Connections to Season 7
While there’s no mention of the events of Dark Disciple in The Clone Wars season 7, both Ventress’ story and Ahsoka’s journey after leaving the Jedi Order have some surprising things in common.
For one thing, both the book and the final season of the TV series take place in 19 BBY (Before Battle of Yavin), the final year of the Clone Wars. While it’s impossible to pinpoint when exactly Dark Disciple takes place in relation to season 7’s “Ahsoka’s Walkabout” arc, the two stories do take place roughly at the same time. They also almost, but not quite, cross paths, with both stories taking the characters to Coruscant’s seedy Level 1313 and the Pyke-controlled world of Oba Diah.
They’re also thematically connected. Like Anakin and Padmé, or Rey and Kylo Ren, Vos and Ventress find their romance influencing how they look at the Force.

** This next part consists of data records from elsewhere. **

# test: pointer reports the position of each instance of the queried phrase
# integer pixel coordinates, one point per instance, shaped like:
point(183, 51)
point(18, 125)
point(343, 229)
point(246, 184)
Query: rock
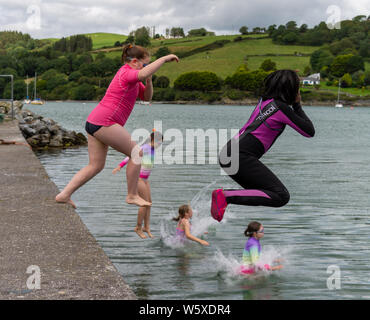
point(53, 129)
point(28, 119)
point(43, 132)
point(56, 142)
point(27, 130)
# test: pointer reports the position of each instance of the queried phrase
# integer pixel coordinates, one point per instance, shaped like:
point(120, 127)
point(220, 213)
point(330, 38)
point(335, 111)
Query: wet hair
point(130, 52)
point(281, 85)
point(253, 227)
point(182, 211)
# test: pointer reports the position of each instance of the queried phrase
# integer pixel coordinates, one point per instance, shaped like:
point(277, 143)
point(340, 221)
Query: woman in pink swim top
point(105, 124)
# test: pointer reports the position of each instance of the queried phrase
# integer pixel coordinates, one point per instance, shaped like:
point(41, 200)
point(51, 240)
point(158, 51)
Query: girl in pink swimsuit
point(105, 123)
point(148, 148)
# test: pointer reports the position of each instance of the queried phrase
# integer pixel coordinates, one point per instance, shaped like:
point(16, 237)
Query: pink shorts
point(245, 270)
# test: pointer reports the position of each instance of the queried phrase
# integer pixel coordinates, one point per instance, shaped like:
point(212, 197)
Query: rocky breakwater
point(40, 132)
point(44, 133)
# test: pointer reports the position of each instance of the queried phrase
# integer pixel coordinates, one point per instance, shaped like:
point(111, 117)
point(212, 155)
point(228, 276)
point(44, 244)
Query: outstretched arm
point(153, 67)
point(296, 118)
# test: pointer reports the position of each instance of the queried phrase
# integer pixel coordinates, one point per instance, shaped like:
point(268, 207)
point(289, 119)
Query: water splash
point(229, 266)
point(201, 222)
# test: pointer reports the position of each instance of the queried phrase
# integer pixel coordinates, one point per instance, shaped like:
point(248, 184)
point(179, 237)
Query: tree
point(291, 26)
point(348, 63)
point(346, 81)
point(249, 81)
point(243, 30)
point(58, 80)
point(161, 82)
point(142, 37)
point(271, 29)
point(19, 90)
point(197, 32)
point(161, 52)
point(268, 65)
point(177, 32)
point(290, 38)
point(321, 58)
point(303, 28)
point(83, 92)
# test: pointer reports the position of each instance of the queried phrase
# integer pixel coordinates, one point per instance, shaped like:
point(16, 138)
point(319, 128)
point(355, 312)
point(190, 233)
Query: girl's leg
point(261, 186)
point(147, 215)
point(118, 138)
point(142, 210)
point(97, 155)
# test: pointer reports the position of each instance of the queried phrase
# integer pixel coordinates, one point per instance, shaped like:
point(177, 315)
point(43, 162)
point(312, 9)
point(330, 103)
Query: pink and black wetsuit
point(118, 102)
point(267, 122)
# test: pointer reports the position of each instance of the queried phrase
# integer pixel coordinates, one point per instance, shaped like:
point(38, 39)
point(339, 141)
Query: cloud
point(47, 18)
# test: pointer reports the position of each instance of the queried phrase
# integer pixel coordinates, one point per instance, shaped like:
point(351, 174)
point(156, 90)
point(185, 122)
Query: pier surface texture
point(46, 251)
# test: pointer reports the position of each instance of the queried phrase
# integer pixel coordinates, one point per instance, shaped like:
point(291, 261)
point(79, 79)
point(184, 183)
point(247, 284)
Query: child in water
point(184, 227)
point(252, 250)
point(143, 214)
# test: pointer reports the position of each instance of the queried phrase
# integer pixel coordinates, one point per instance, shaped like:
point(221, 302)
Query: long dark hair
point(131, 51)
point(182, 211)
point(253, 227)
point(281, 85)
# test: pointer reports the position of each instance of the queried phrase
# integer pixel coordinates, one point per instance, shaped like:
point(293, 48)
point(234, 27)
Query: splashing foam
point(201, 221)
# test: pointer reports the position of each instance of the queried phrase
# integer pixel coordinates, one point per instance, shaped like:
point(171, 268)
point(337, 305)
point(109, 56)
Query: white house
point(312, 79)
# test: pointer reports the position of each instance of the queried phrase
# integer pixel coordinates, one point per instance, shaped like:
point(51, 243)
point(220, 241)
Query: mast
point(27, 88)
point(35, 97)
point(338, 91)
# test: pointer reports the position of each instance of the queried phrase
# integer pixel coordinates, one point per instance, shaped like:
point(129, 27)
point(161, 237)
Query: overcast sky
point(47, 18)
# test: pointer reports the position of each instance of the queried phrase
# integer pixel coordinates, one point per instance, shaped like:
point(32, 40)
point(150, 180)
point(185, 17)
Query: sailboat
point(36, 100)
point(338, 105)
point(27, 100)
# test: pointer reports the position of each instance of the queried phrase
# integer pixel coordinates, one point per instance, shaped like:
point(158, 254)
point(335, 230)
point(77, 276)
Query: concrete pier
point(45, 238)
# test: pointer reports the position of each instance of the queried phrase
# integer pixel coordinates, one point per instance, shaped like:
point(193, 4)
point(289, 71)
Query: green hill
point(224, 61)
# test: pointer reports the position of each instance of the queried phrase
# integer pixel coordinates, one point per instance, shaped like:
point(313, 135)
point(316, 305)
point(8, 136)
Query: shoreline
point(48, 236)
point(245, 102)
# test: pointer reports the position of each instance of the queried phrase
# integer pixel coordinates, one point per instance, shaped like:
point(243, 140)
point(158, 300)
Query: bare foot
point(140, 233)
point(140, 202)
point(148, 232)
point(61, 199)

When your lover is on the dark side, it’s tempting in an entirely different way. Likewise, Ventress embraces the light side when she needs to, especially after she’s found a family she believes she can trust. The choice is as personal as it is political, at least in this case.
Dark Disciple isn’t mandatory reading in order to understand what’s going on in The Clone Wars. But it’s an interesting side story that gives fans a fuller picture of the final year of the war and how it changed the lives of all its major participants. Like Dark Disciple did for Asajj Ventress and Quinlan Vos, The Clone Wars season 7 provides Prequel era closure for characters like Ahsoka, Captain Rex, and Maul.